VIIBRE’s first 96-Channel MicroFormulator as it is being prepared for shipment to AstraZeneca in January 2016.

The licensed technologies could replace studies that use mice by mimicking in vivo drug exposure in an in vitro system. The MultiWell MicroFormulator could be used to optimize the conditions for stem cell differentiation, according to CN Bio.

“We are delighted to know that John Wikswo and his team at Vanderbilt have been the recipients of a 2017 R&D award. We have had the pleasure of working with this group, being the first company to successfully test and use their microformulator platform in our internal research projects.  It is a testament as to how great science can come from smart partnerships,” said Kristin Fabre, MPS Development and Implementation Lead, IMED Biotech Unit, AstraZeneca.

The VIIBRE pump and valve technologies and the software that controls them have wider applicability.
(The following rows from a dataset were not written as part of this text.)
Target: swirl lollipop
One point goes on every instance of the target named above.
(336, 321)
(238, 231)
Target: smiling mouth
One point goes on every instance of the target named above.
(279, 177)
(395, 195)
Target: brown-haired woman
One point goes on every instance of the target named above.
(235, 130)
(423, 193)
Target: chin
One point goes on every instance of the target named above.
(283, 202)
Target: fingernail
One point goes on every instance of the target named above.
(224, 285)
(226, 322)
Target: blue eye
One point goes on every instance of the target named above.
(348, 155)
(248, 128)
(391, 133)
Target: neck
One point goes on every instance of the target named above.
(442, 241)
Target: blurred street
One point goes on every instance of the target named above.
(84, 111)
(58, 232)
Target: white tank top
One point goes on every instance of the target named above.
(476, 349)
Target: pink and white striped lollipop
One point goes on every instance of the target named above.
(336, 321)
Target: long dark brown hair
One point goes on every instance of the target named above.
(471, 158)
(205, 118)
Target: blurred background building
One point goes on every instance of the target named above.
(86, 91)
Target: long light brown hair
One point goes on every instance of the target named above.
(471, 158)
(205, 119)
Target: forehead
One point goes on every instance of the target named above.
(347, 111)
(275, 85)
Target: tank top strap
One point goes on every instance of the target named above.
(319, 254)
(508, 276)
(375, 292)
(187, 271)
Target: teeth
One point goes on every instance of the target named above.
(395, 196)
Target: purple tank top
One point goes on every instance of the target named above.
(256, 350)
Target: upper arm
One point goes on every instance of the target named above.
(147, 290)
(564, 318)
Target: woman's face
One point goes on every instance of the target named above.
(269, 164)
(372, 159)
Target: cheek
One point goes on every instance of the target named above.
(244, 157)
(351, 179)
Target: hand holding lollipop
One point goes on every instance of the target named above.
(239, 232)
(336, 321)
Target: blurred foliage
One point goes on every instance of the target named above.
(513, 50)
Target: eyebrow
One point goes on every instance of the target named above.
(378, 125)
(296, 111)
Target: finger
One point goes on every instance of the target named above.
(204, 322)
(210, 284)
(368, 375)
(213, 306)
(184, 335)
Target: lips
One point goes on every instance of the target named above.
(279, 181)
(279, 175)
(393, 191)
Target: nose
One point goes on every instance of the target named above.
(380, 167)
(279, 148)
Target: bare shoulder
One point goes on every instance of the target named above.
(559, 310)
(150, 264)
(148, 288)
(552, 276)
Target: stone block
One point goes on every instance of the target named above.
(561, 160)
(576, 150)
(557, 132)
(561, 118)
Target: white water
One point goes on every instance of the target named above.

Under a small business innovative research grant from the NIH National Center for Advancing Translational Sciences (NCATS), CFD Research Corporation (CFDRC) and VIIBRE are developing “SmartLids.”

Kapil Pant, vice president of Biomedical Technology at CFDRC, said, “Not only will the SmartLid allow multi-organ plates to become ‘smart plates,’ but it will also enable automated, high-throughput perfusion control of our SynVivo assays and multi-well printed skin and other tissue constructs.”

Wikswo believes the introduction of low-cost pump, valve, and control systems can bring a level of automation to basic science research that previously was only available to pharmaceutical labs and major research universities that could afford HTS robots. “Biology, pharmacology and toxicology experiments that require long-term control of cultured cells can all benefit from this technology,” he said.

Along with Wikswo and Reiserer, other major contributors to the MultiWell MicroFormulator are David K. Schaffer and Gregory B. Gerken, R&D engineers at VIIBRE, former Vanderbilt biomedical engineering undergraduate and current University of California-Irvine BME graduate student Erik M. Werner, and VIIBRE research assistant Clayton M. Britt.

Contributors to the supporting technology are Philip C. Samson, VIIBRE senior R&D engineer; Frank E. Block III, a biomedical engineer and former VIIBRE postdoctoral fellow; Dmitry A. Markov, a Vanderbilt research assistant professor of biomedical engineering; and four former undergraduate participants in VIIBRE’s Systems Biology and Bioengineering Undergraduate Research Experience (SyBBURE Searle) program: Nathan Beeten, Parker A. Gould, Loi T. Hoang, and William J. Matloff.

The development of the MicroFormulator has been supported in part by NIH/NCATS (grant TR000491 to Vanderbilt University and contracts HHSN271201600009C and HHSN271201700044C to CFDRC) and through a research agreement with AstraZeneca UK Limited.